The Great Fire of San Francisco burned more than 28,000 structures back in 1906. The “Great Fires” in cities like Chicago, Boston, Seattle, and San Francisco were instrumental in American cities developing great firefighting capabilities. Those disasters are the whole reason why we developed fire hydrants.
So, how is it possible that we’re once again having a “great fire” in Los Angeles—in 2025? A lot of this catastrophe could have been prevented if Los Angeles leaders had implemented some of the lessons learned during the 9/11 attacks.
When the Twin Towers collapsed in Lower Manhattan on that Tuesday morning, the sheer weight of the buildings collapsed straight down into the ground. It severed the city’s water mains completely. As firefighters were trying to put out the blazes that were breaking out, they discovered the same problem that popped up in the Pacific Palisades community of Los Angeles.
The hoses were just sucking air out of the fire hydrants. Complex city water systems have to stay pressurized so that water just comes rushing out of a fire hydrant when you hook the hose up to it. There was no pressure because of the collapsed towers, so no water. Pacific Palisades didn’t have water in the hydrants as the community burned to the ground, but it’s the same problem.
Even though New York City’s last competent mayor, Rudy Giuliani, had not appointed any fat unqualified lesbians to run the fire department, they quickly came to a solution.
Fire boats.
The NYFD’s fire boats are normally used in case of emergencies on ships in the harbor. They can spray tons of water into the air. A decent fire boat can pump about 40,000 gallons of water per minute. Two of them pumping simultaneously could fill an Olympic-sized pool in just eight minutes. Plus, the boats are sitting directly on an endless supply of water.
Using their toxic masculinity and white privilege, the fire boat captains pulled up to a pier in Manhattan and jury-rigged a system to pump water directly into New York’s water mains. It worked! There was water in at least some of the fire hydrants between the Hudson River and where the towers collapsed.
What does the City of Los Angeles have… right… next to it? It’s sort of off to the left of L.A. and it’s big and blue on the map. Oh, right!
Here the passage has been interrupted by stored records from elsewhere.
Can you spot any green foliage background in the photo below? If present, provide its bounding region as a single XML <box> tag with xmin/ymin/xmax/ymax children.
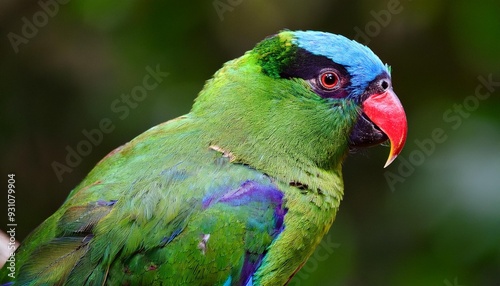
<box><xmin>0</xmin><ymin>0</ymin><xmax>500</xmax><ymax>286</ymax></box>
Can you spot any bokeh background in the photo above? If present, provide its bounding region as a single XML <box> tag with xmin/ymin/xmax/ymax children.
<box><xmin>0</xmin><ymin>0</ymin><xmax>500</xmax><ymax>286</ymax></box>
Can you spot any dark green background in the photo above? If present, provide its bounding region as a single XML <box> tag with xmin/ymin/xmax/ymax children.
<box><xmin>0</xmin><ymin>0</ymin><xmax>500</xmax><ymax>286</ymax></box>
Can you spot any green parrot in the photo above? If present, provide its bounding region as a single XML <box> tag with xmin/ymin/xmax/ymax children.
<box><xmin>2</xmin><ymin>30</ymin><xmax>407</xmax><ymax>286</ymax></box>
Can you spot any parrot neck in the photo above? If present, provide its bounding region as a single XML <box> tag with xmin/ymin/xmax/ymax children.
<box><xmin>191</xmin><ymin>53</ymin><xmax>358</xmax><ymax>197</ymax></box>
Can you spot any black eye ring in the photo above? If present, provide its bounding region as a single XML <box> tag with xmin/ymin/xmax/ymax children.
<box><xmin>318</xmin><ymin>71</ymin><xmax>340</xmax><ymax>90</ymax></box>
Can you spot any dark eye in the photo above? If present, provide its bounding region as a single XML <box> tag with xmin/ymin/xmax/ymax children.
<box><xmin>319</xmin><ymin>71</ymin><xmax>340</xmax><ymax>90</ymax></box>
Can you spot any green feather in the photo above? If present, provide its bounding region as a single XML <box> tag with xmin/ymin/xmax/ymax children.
<box><xmin>0</xmin><ymin>31</ymin><xmax>390</xmax><ymax>285</ymax></box>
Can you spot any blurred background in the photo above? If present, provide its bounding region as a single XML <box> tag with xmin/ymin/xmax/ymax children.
<box><xmin>0</xmin><ymin>0</ymin><xmax>500</xmax><ymax>286</ymax></box>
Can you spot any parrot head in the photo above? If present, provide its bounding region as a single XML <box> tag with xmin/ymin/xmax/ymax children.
<box><xmin>194</xmin><ymin>30</ymin><xmax>407</xmax><ymax>170</ymax></box>
<box><xmin>258</xmin><ymin>31</ymin><xmax>407</xmax><ymax>167</ymax></box>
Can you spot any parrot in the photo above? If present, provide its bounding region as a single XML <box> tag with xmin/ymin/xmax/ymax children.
<box><xmin>2</xmin><ymin>30</ymin><xmax>407</xmax><ymax>286</ymax></box>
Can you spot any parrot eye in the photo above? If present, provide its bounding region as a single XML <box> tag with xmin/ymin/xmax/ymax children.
<box><xmin>319</xmin><ymin>71</ymin><xmax>340</xmax><ymax>90</ymax></box>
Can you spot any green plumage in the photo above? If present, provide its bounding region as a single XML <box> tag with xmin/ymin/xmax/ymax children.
<box><xmin>2</xmin><ymin>32</ymin><xmax>402</xmax><ymax>285</ymax></box>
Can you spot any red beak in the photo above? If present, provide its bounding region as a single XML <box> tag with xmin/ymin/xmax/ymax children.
<box><xmin>363</xmin><ymin>88</ymin><xmax>408</xmax><ymax>168</ymax></box>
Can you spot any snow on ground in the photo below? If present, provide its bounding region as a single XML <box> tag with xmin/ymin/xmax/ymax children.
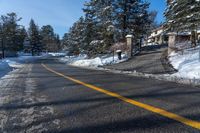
<box><xmin>169</xmin><ymin>46</ymin><xmax>200</xmax><ymax>79</ymax></box>
<box><xmin>0</xmin><ymin>53</ymin><xmax>47</xmax><ymax>77</ymax></box>
<box><xmin>60</xmin><ymin>54</ymin><xmax>127</xmax><ymax>68</ymax></box>
<box><xmin>48</xmin><ymin>52</ymin><xmax>67</xmax><ymax>57</ymax></box>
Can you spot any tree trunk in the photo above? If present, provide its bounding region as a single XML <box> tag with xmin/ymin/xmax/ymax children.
<box><xmin>191</xmin><ymin>30</ymin><xmax>197</xmax><ymax>47</ymax></box>
<box><xmin>1</xmin><ymin>37</ymin><xmax>5</xmax><ymax>58</ymax></box>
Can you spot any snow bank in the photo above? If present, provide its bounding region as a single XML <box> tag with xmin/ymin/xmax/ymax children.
<box><xmin>169</xmin><ymin>47</ymin><xmax>200</xmax><ymax>79</ymax></box>
<box><xmin>0</xmin><ymin>54</ymin><xmax>46</xmax><ymax>77</ymax></box>
<box><xmin>48</xmin><ymin>52</ymin><xmax>67</xmax><ymax>57</ymax></box>
<box><xmin>71</xmin><ymin>54</ymin><xmax>127</xmax><ymax>68</ymax></box>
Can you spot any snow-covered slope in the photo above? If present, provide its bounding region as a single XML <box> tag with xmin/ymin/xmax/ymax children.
<box><xmin>60</xmin><ymin>54</ymin><xmax>127</xmax><ymax>68</ymax></box>
<box><xmin>169</xmin><ymin>46</ymin><xmax>200</xmax><ymax>79</ymax></box>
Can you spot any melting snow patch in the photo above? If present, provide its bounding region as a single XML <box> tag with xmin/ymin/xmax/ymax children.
<box><xmin>169</xmin><ymin>47</ymin><xmax>200</xmax><ymax>79</ymax></box>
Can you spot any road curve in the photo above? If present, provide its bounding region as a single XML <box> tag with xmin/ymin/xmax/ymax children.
<box><xmin>0</xmin><ymin>58</ymin><xmax>200</xmax><ymax>133</ymax></box>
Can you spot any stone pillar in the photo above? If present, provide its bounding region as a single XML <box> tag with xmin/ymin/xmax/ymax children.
<box><xmin>168</xmin><ymin>33</ymin><xmax>177</xmax><ymax>55</ymax></box>
<box><xmin>126</xmin><ymin>35</ymin><xmax>133</xmax><ymax>58</ymax></box>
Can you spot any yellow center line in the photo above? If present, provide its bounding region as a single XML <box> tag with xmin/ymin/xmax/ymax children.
<box><xmin>42</xmin><ymin>64</ymin><xmax>200</xmax><ymax>129</ymax></box>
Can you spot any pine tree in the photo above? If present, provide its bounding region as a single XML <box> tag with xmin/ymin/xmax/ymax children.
<box><xmin>28</xmin><ymin>19</ymin><xmax>42</xmax><ymax>55</ymax></box>
<box><xmin>165</xmin><ymin>0</ymin><xmax>200</xmax><ymax>46</ymax></box>
<box><xmin>1</xmin><ymin>13</ymin><xmax>25</xmax><ymax>52</ymax></box>
<box><xmin>40</xmin><ymin>25</ymin><xmax>59</xmax><ymax>52</ymax></box>
<box><xmin>113</xmin><ymin>0</ymin><xmax>150</xmax><ymax>40</ymax></box>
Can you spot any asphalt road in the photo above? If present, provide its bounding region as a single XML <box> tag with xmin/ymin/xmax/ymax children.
<box><xmin>0</xmin><ymin>58</ymin><xmax>200</xmax><ymax>133</ymax></box>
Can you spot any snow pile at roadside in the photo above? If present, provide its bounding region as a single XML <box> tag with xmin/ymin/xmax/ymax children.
<box><xmin>59</xmin><ymin>54</ymin><xmax>88</xmax><ymax>64</ymax></box>
<box><xmin>169</xmin><ymin>47</ymin><xmax>200</xmax><ymax>79</ymax></box>
<box><xmin>0</xmin><ymin>60</ymin><xmax>10</xmax><ymax>71</ymax></box>
<box><xmin>48</xmin><ymin>52</ymin><xmax>66</xmax><ymax>57</ymax></box>
<box><xmin>0</xmin><ymin>54</ymin><xmax>46</xmax><ymax>77</ymax></box>
<box><xmin>71</xmin><ymin>54</ymin><xmax>127</xmax><ymax>68</ymax></box>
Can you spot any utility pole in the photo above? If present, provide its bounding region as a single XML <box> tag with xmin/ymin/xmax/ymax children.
<box><xmin>0</xmin><ymin>25</ymin><xmax>5</xmax><ymax>58</ymax></box>
<box><xmin>1</xmin><ymin>33</ymin><xmax>5</xmax><ymax>58</ymax></box>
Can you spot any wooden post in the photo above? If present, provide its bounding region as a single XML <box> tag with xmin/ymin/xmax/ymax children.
<box><xmin>126</xmin><ymin>35</ymin><xmax>133</xmax><ymax>58</ymax></box>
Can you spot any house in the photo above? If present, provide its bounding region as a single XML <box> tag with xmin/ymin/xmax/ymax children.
<box><xmin>167</xmin><ymin>30</ymin><xmax>200</xmax><ymax>54</ymax></box>
<box><xmin>147</xmin><ymin>26</ymin><xmax>168</xmax><ymax>45</ymax></box>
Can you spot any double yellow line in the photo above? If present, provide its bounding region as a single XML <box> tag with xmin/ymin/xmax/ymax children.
<box><xmin>42</xmin><ymin>64</ymin><xmax>200</xmax><ymax>130</ymax></box>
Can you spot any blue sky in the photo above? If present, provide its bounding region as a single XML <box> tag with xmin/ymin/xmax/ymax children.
<box><xmin>0</xmin><ymin>0</ymin><xmax>165</xmax><ymax>37</ymax></box>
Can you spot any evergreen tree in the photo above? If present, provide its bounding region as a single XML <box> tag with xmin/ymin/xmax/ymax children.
<box><xmin>1</xmin><ymin>13</ymin><xmax>26</xmax><ymax>52</ymax></box>
<box><xmin>28</xmin><ymin>19</ymin><xmax>42</xmax><ymax>55</ymax></box>
<box><xmin>40</xmin><ymin>25</ymin><xmax>59</xmax><ymax>52</ymax></box>
<box><xmin>165</xmin><ymin>0</ymin><xmax>200</xmax><ymax>46</ymax></box>
<box><xmin>113</xmin><ymin>0</ymin><xmax>150</xmax><ymax>40</ymax></box>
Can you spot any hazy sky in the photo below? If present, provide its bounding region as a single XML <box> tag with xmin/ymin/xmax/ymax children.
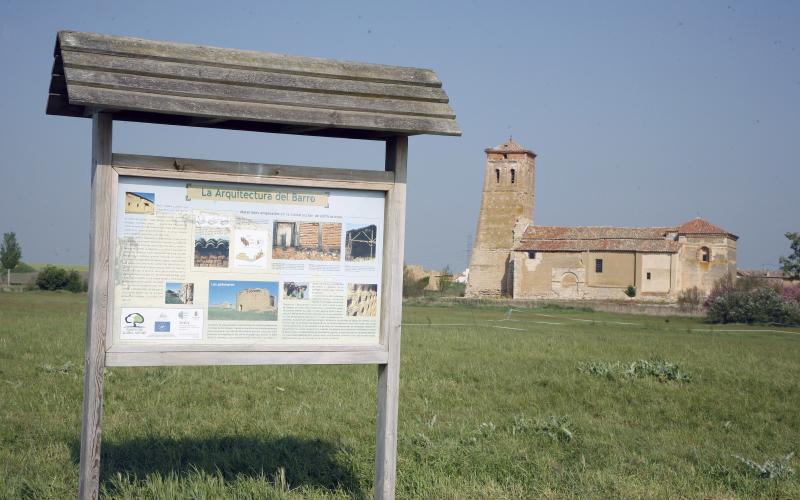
<box><xmin>0</xmin><ymin>0</ymin><xmax>800</xmax><ymax>269</ymax></box>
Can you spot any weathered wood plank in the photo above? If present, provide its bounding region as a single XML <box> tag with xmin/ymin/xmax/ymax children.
<box><xmin>375</xmin><ymin>137</ymin><xmax>408</xmax><ymax>500</ymax></box>
<box><xmin>106</xmin><ymin>351</ymin><xmax>388</xmax><ymax>366</ymax></box>
<box><xmin>69</xmin><ymin>85</ymin><xmax>461</xmax><ymax>135</ymax></box>
<box><xmin>78</xmin><ymin>113</ymin><xmax>114</xmax><ymax>499</ymax></box>
<box><xmin>112</xmin><ymin>154</ymin><xmax>394</xmax><ymax>191</ymax></box>
<box><xmin>62</xmin><ymin>50</ymin><xmax>448</xmax><ymax>103</ymax></box>
<box><xmin>106</xmin><ymin>342</ymin><xmax>386</xmax><ymax>354</ymax></box>
<box><xmin>58</xmin><ymin>31</ymin><xmax>441</xmax><ymax>86</ymax></box>
<box><xmin>65</xmin><ymin>67</ymin><xmax>455</xmax><ymax>119</ymax></box>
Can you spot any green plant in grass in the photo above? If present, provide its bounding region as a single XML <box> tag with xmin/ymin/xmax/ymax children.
<box><xmin>734</xmin><ymin>452</ymin><xmax>794</xmax><ymax>479</ymax></box>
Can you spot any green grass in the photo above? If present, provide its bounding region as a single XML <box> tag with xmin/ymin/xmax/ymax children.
<box><xmin>28</xmin><ymin>264</ymin><xmax>89</xmax><ymax>272</ymax></box>
<box><xmin>0</xmin><ymin>292</ymin><xmax>800</xmax><ymax>499</ymax></box>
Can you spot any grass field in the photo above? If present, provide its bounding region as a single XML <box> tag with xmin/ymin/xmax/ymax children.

It’s a freaking ocean!
One of the disaster readiness recommendations for port cities in America that came about because of 9/11. It was to adapt the infrastructure so that fire boats could pump water directly into the hydrant system. You never know when an earthquake or another disaster is going to collapse the pipes and cause a disaster like we just saw in Pacific Palisades.
It’s been 23 years since the 9/11 attacks, but Los Angeles city leaders have never implemented that simple trick as a redundant system to keep water in the fire hydrants. That would have required building a pier along the Pacific Coast Highway so that the fire boats could pull up to it. They couldn’t build the pier because it might harm a snail darter or some crap like that.
Environmental regulations from governors like Arnold Schwarzenegger, Jerry Brown, and Gavin Newsom prevented the city from taking the important steps that would have saved thousands of homes in Pacific Palisades.
My daughter was working on a movie in Pacific Palisades back in 2018. I used to drive her to movie sets because I could sit in the truck and work on my laptop. I always kept a sawed-off shotgun under the seat in case I had to regulate some Harvey Weinstein-like fellow. As we got up toward the top of the hillside, we encountered a gigantic, 10-inch vertical crack in the street.
I asked a nice neighbor lady how long the street had been like that. She informed me that the street had cracked when the Earth shifted during the 1989 earthquake. It had been almost 30 years and the city leaders had never sent a crew up to fix the street, in one of the most affluent neighborhoods in America. They’ve paid for plenty of transgender parades, though!